Metadata-Version: 2.1
Name: ANASFV
Version: 0.0.4
Summary: The anasfv project focuses on analyzing nanopore-sequenced data of PCR-amplified African Swine Fever Virus (ASFV).
Home-page: https://github.com/lrslab/anasfv
Author: like
Author-email: taxoroger@gmail.com
License: MIT
Description-Content-Type: text/markdown
License-File: LICENSE
Requires-Dist: biopython (>=1.8.1)
Requires-Dist: pandas (>=2.0.3)
Requires-Dist: pyyaml (>=5.3.1)

## ANASFV
The **ANASFV** project focuses on analyzing nanopore-sequenced data of PCR-amplified African Swine Fever Virus (ASFV).

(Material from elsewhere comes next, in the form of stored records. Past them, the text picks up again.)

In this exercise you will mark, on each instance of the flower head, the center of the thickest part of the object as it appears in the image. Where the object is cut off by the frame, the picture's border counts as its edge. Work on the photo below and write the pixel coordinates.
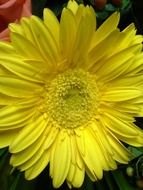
(69, 93)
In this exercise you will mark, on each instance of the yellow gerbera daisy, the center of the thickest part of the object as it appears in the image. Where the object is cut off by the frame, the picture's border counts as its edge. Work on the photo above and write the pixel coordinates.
(69, 93)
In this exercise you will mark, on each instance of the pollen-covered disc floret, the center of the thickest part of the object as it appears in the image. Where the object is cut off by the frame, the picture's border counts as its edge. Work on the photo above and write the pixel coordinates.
(69, 94)
(72, 98)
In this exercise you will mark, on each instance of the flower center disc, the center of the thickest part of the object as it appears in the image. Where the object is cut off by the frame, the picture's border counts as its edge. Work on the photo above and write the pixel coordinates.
(72, 98)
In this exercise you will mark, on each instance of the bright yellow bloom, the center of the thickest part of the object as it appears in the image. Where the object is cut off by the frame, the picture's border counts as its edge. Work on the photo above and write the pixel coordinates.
(69, 93)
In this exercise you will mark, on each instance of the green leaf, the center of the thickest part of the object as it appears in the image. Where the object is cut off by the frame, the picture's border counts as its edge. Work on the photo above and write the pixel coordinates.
(121, 180)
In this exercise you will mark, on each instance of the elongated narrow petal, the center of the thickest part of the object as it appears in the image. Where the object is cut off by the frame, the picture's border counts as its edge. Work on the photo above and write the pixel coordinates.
(70, 94)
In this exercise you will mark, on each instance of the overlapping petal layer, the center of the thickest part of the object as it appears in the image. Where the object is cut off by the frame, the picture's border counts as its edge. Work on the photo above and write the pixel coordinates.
(69, 94)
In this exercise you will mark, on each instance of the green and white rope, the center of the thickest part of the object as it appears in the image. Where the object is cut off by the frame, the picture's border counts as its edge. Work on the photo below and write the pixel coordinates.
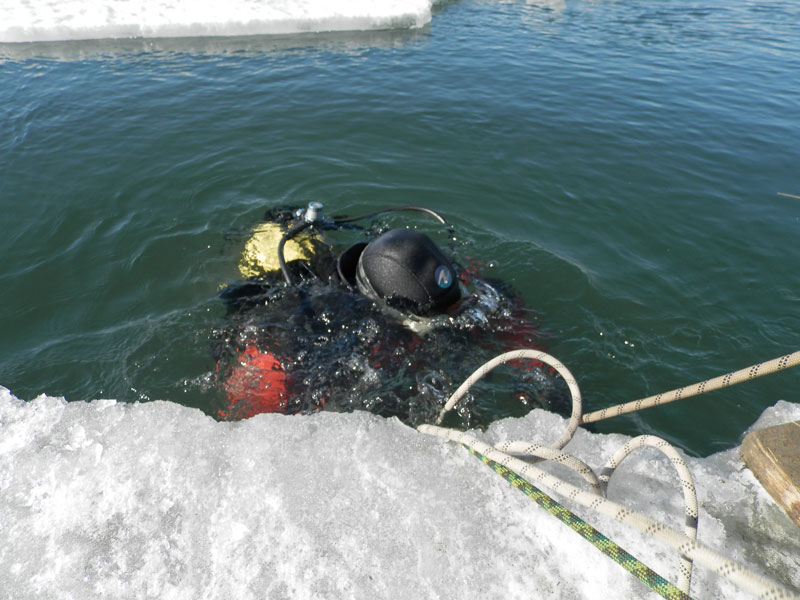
(687, 483)
(683, 545)
(641, 571)
(509, 455)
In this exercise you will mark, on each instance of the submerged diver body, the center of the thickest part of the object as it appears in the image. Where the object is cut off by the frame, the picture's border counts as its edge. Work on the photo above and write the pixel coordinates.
(385, 325)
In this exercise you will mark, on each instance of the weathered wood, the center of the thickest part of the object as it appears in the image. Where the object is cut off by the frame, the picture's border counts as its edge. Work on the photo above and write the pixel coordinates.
(773, 455)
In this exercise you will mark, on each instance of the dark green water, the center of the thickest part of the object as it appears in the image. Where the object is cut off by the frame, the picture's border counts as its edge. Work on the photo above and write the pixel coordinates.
(621, 163)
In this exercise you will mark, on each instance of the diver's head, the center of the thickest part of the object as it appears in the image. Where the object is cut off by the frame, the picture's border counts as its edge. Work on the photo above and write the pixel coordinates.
(405, 269)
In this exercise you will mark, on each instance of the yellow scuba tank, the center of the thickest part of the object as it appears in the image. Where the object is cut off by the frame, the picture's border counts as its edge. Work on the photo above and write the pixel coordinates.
(260, 254)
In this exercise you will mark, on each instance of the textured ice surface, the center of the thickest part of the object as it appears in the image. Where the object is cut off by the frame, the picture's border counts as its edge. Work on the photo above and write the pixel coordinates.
(156, 500)
(48, 20)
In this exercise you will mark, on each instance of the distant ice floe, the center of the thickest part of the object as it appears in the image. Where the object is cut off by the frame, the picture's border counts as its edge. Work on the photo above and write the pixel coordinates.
(58, 20)
(156, 500)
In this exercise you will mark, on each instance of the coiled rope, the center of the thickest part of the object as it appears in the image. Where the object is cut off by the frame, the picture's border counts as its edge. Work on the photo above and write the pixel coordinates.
(514, 468)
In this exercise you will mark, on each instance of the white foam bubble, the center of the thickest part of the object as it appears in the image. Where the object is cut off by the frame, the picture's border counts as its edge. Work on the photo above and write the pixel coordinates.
(113, 500)
(51, 20)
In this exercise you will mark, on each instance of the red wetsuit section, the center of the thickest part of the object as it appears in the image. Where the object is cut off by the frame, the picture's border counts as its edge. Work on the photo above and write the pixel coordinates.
(256, 384)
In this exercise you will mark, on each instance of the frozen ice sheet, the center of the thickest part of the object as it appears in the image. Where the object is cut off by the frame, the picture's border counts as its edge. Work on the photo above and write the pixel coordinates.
(156, 500)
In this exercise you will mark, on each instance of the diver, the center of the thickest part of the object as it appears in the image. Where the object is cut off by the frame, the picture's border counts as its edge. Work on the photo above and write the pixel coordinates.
(383, 325)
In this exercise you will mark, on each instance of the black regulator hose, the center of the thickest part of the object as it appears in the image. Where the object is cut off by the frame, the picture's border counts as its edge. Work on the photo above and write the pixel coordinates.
(395, 209)
(285, 238)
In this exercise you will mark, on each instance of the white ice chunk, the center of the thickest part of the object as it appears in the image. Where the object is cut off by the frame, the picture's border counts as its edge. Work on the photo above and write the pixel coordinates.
(156, 500)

It consists of 4 tasks:

Task 1: Using ONT reads of PCR-amplified ASFV to assemble a genome.

Task 2: Analyzing the completeness of the assembled ASFV genome.

Task 3: Checking for any evidence of recombination between genotypes I and II.

Task 4: Constructing a phylogenetic tree.

Full documentation is available at [read the docs](https://anasfv.readthedocs.io/en/latest/).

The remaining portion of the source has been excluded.